Soprappensiero, dovevo essermi spinto troppo a fondo. Mannaggia a me. Risalire sembrava un’impresa sempre più inutile, costretto a quell’inseguimento inaspettato: ce l’avrei fatta? O sarei morto impalato lì, nelle profondità del lago, senza che nessuno ne venisse mai al corrente? Sarei mancato a qualcuno?…
Sbom. Avevo sbattuto la testa. Per un attimo mi sentii intontito, ma mi ripresi abbastanza in fretta per comprendere di aver toccato qualcosa sulla
superficie dell’acqua. Quando riuscii a buttare la testa fuori, tutto ciò che percepì fu uno strano fastidio verso la luce del sole e un potente disorientamento. Girai su me stesso per mettere meglio a fuoco ciò che mi circondava, e capire dove fossi; realizzai con un soffio che
decisamente non ero al castello. E subito dopo…

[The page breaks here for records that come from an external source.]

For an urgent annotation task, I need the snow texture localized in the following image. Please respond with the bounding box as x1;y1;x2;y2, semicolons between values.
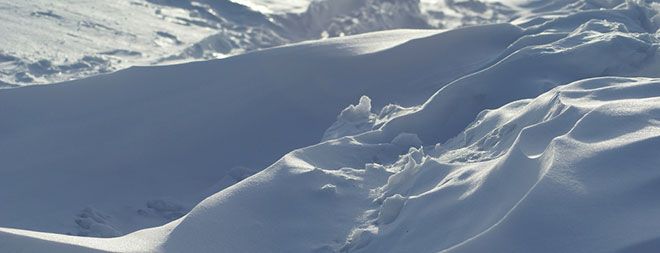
0;0;660;253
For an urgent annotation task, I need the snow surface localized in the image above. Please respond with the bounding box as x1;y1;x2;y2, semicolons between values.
0;0;660;253
0;0;600;88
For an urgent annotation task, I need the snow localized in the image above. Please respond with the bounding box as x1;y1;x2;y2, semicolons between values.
0;0;660;253
0;0;588;88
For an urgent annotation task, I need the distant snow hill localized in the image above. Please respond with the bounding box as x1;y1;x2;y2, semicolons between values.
0;0;540;88
0;0;660;253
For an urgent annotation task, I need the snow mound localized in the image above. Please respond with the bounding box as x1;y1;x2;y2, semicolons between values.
0;1;660;252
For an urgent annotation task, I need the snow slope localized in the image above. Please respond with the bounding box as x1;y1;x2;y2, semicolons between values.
0;1;660;252
0;0;592;88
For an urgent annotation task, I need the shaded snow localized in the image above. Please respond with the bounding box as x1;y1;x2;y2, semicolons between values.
0;1;660;252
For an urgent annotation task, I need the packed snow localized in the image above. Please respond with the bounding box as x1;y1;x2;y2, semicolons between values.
0;0;660;253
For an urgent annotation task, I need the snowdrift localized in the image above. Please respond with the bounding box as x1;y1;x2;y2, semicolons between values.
0;1;660;253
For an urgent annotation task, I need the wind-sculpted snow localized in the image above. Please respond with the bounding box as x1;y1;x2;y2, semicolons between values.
0;25;521;236
0;0;612;88
0;1;660;253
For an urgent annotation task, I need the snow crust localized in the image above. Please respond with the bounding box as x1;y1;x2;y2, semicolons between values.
0;0;612;88
0;1;660;253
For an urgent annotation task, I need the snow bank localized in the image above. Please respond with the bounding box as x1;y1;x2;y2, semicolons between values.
0;25;520;235
0;1;660;252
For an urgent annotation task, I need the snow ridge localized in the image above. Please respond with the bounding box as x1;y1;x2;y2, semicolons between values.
0;1;660;253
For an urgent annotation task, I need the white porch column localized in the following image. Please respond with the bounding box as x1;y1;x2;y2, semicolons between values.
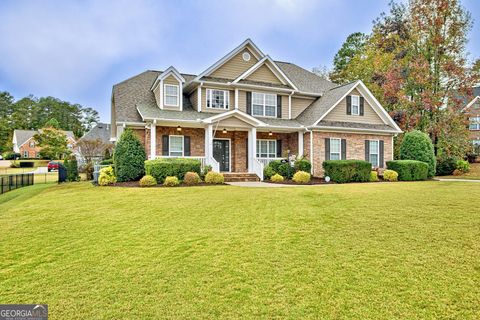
248;128;257;172
298;131;303;157
150;123;157;160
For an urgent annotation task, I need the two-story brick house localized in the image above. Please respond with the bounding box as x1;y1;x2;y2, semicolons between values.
111;39;401;178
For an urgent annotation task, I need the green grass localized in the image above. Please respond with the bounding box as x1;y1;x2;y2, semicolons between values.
0;182;480;319
438;163;480;180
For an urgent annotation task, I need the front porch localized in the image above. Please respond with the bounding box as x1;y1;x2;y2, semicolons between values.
144;123;303;180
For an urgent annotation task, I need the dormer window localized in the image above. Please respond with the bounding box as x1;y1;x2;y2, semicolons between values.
163;84;180;107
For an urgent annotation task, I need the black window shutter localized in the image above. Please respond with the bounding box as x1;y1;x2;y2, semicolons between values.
162;135;169;156
325;138;330;160
365;140;370;162
183;136;190;157
378;140;385;168
341;139;347;160
347;96;352;114
277;95;282;118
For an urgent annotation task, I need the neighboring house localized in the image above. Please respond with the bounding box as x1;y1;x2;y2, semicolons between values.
111;39;401;178
77;123;113;163
463;87;480;148
12;130;76;158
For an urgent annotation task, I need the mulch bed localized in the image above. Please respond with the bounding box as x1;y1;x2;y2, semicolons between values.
263;178;335;186
109;181;228;188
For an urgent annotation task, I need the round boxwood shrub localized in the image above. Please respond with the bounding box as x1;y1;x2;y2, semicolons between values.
437;157;457;176
383;169;398;182
183;172;202;186
113;129;146;181
294;158;312;172
292;171;310;183
400;130;437;178
270;173;284;182
370;171;379;182
163;177;180;187
98;167;117;186
205;171;225;184
140;174;157;187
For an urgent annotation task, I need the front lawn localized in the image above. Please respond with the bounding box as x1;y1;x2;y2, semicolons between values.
438;163;480;180
0;181;480;319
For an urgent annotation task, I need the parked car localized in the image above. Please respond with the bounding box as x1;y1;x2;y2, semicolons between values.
47;161;60;172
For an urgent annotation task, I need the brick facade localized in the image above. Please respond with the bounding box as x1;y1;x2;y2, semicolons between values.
304;131;393;177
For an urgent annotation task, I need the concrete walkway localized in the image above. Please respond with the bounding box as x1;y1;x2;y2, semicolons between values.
226;182;320;188
436;178;480;182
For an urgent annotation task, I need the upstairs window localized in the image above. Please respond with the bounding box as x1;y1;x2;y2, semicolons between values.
163;84;180;107
470;117;480;130
252;92;277;118
330;138;342;160
207;89;230;109
352;96;360;116
257;140;277;158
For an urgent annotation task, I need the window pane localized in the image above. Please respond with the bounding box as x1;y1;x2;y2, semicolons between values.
265;106;277;117
170;136;183;156
252;104;263;116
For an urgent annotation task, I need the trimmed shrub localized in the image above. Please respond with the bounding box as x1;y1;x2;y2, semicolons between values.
294;158;312;172
292;171;310;183
113;129;146;181
398;130;437;180
387;160;429;181
437;157;457;176
383;169;398;182
183;172;202;186
205;171;225;184
145;158;201;183
98;167;117;186
456;160;470;173
163;177;180;187
322;160;372;183
263;165;277;180
270;173;284;182
275;161;295;179
139;174;157;187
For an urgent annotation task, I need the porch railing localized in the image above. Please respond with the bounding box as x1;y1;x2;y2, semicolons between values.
256;158;285;167
155;156;206;169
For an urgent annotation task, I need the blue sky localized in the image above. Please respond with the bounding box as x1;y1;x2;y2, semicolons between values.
0;0;480;121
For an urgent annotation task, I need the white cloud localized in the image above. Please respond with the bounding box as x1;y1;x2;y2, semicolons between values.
0;0;162;96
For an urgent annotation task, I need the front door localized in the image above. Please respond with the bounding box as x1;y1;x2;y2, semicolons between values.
213;139;230;171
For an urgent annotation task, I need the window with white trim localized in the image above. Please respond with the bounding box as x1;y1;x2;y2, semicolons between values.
330;138;342;160
252;92;277;118
352;96;360;116
257;140;277;158
368;140;380;167
163;84;180;107
207;89;230;109
168;136;183;157
470;117;480;130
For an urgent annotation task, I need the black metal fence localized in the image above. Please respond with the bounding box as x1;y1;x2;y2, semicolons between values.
0;173;34;194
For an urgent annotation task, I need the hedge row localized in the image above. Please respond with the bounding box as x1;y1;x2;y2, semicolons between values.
387;160;429;181
322;160;372;183
145;158;201;183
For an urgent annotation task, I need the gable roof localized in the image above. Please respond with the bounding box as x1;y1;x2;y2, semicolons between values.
13;129;75;148
78;122;111;144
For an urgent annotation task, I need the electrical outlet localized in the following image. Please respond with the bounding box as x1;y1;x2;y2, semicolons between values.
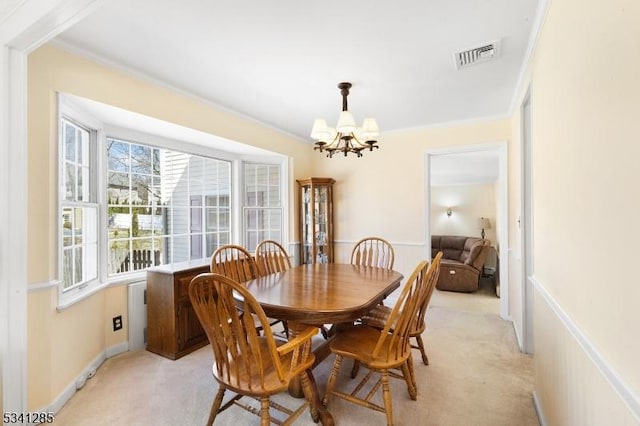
113;315;122;331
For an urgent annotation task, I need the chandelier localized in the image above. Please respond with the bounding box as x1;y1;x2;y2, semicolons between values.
311;82;379;157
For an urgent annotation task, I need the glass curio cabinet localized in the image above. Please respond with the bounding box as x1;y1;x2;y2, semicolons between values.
298;178;335;263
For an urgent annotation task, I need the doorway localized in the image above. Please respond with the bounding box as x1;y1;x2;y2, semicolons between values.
424;142;509;319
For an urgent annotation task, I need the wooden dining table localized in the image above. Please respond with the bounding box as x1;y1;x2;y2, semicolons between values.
244;263;403;425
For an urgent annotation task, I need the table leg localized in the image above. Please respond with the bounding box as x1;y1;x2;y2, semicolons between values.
288;321;334;426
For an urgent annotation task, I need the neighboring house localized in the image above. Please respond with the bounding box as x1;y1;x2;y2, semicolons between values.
0;0;640;425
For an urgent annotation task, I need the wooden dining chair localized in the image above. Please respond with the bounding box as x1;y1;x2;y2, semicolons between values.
255;240;291;337
211;244;281;331
351;237;395;269
189;273;319;426
360;251;442;377
255;240;291;275
323;261;434;425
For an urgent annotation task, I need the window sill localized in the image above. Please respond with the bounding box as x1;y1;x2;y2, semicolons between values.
56;271;146;312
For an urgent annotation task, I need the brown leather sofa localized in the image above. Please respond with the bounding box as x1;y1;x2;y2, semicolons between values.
431;235;491;293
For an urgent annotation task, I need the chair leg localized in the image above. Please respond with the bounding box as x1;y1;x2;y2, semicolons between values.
351;359;360;379
402;356;418;401
382;370;393;426
260;397;271;426
300;370;320;423
207;386;226;426
415;334;429;365
322;355;342;407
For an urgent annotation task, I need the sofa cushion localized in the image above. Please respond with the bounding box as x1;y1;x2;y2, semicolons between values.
462;240;484;265
432;235;467;262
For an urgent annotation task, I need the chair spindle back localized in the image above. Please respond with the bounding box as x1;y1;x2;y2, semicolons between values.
351;237;395;269
256;240;291;275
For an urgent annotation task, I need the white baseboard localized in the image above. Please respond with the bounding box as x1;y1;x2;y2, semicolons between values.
104;342;129;358
36;342;129;413
533;390;549;426
507;317;524;353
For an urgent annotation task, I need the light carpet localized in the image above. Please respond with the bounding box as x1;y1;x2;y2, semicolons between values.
55;282;538;426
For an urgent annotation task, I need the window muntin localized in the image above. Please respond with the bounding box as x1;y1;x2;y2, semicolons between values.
107;138;231;276
243;163;283;251
60;117;98;291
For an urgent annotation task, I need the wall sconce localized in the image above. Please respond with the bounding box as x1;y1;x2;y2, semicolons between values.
478;217;491;240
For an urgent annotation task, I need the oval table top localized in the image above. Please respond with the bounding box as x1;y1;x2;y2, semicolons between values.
244;263;403;325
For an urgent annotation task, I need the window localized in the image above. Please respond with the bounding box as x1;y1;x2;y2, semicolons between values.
107;138;231;276
60;117;98;291
58;94;287;309
243;163;283;251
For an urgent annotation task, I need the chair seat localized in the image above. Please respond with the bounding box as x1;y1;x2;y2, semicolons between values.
362;305;425;337
331;325;410;369
213;337;315;396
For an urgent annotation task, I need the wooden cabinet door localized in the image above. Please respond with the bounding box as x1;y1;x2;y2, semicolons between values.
177;299;207;352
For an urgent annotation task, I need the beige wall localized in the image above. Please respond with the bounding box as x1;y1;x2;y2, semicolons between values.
510;0;640;425
431;183;497;247
313;120;511;276
27;46;311;410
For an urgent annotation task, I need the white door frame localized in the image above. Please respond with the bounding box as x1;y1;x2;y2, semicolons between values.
519;88;535;354
424;141;509;319
0;0;101;413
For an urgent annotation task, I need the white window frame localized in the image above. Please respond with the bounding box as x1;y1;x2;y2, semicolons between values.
56;93;291;311
56;95;107;310
240;160;288;250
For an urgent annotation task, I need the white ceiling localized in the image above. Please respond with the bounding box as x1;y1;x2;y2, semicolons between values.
55;0;539;142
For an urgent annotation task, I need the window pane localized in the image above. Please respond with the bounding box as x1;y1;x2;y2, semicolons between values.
131;145;153;174
108;239;132;274
73;209;83;245
152;148;160;176
131;174;151;206
218;209;231;231
62;208;73;247
151;207;168;235
169;207;189;235
107;139;129;172
108;140;231;274
107;206;132;239
64;163;76;201
62;249;73;289
149;176;162;205
63;122;76;162
190;234;204;259
171;235;190;263
267;185;280;207
73;247;84;284
107;172;131;204
205;209;218;231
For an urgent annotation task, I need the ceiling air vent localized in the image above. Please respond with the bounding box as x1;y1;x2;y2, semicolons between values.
454;41;500;69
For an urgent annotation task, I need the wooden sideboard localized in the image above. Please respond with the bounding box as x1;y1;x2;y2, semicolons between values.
147;259;210;359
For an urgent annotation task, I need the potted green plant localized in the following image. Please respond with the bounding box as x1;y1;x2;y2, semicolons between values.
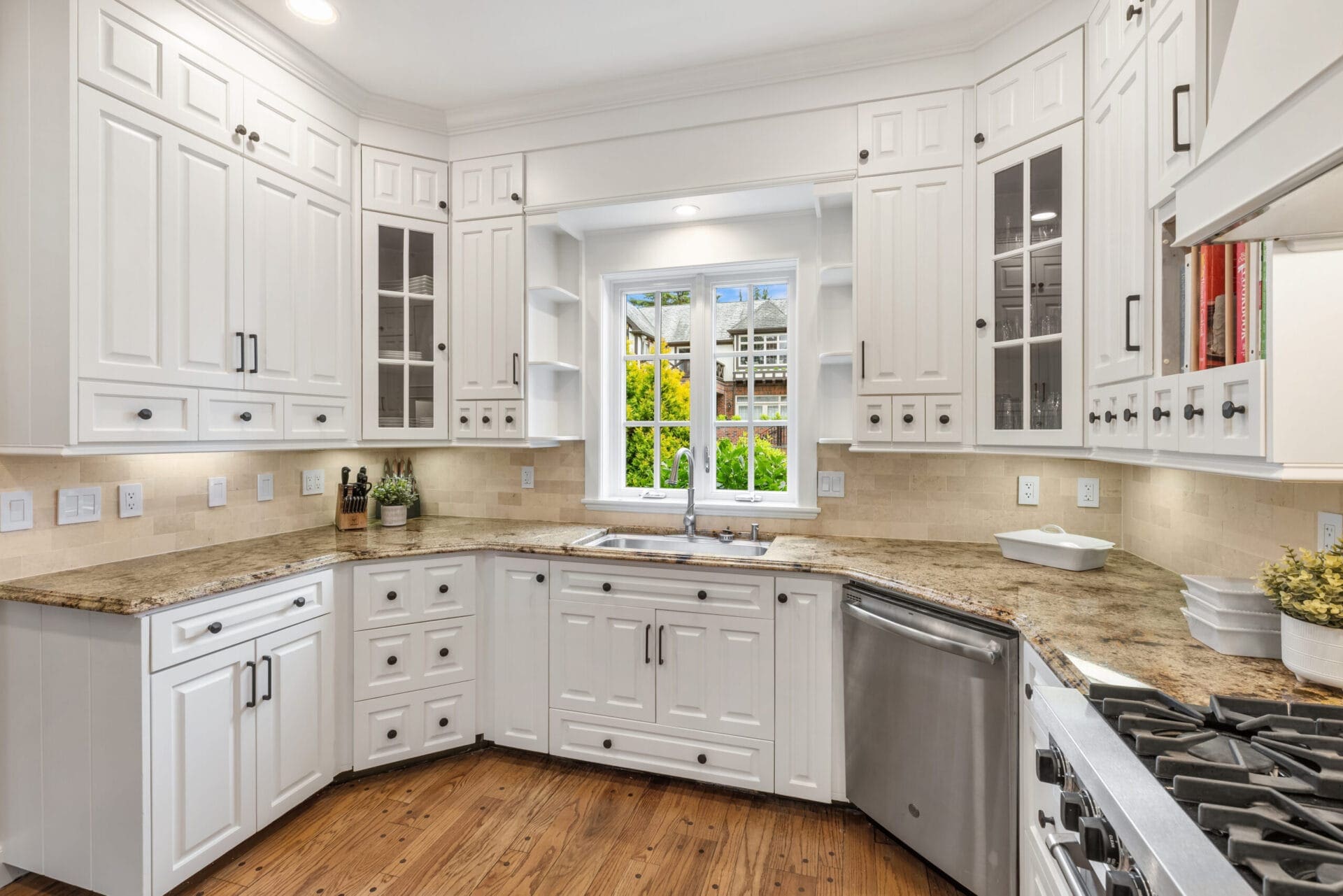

Una persona. Con dei remi in mano. Mi stava fissando. Sicuramente avevo sbattuto contro la sua imbarcazione appena un istante prima.
Panico.
Rituffai la testa in acqua, solo per vedere la maride armata essere quasi arrivata alla superficie. Mi aveva praticamente
raggiunto.
– Hey, tu! Fammi salire sulla barca, svelto!…Sono uno studente. – pensai di aggiungere, sperando di fargli pena e, soprattutto, che percepisse il panico nella mia voce. I miei modi erano stati forse bruschi, ma non c’era proprio tempo per i convenevoli.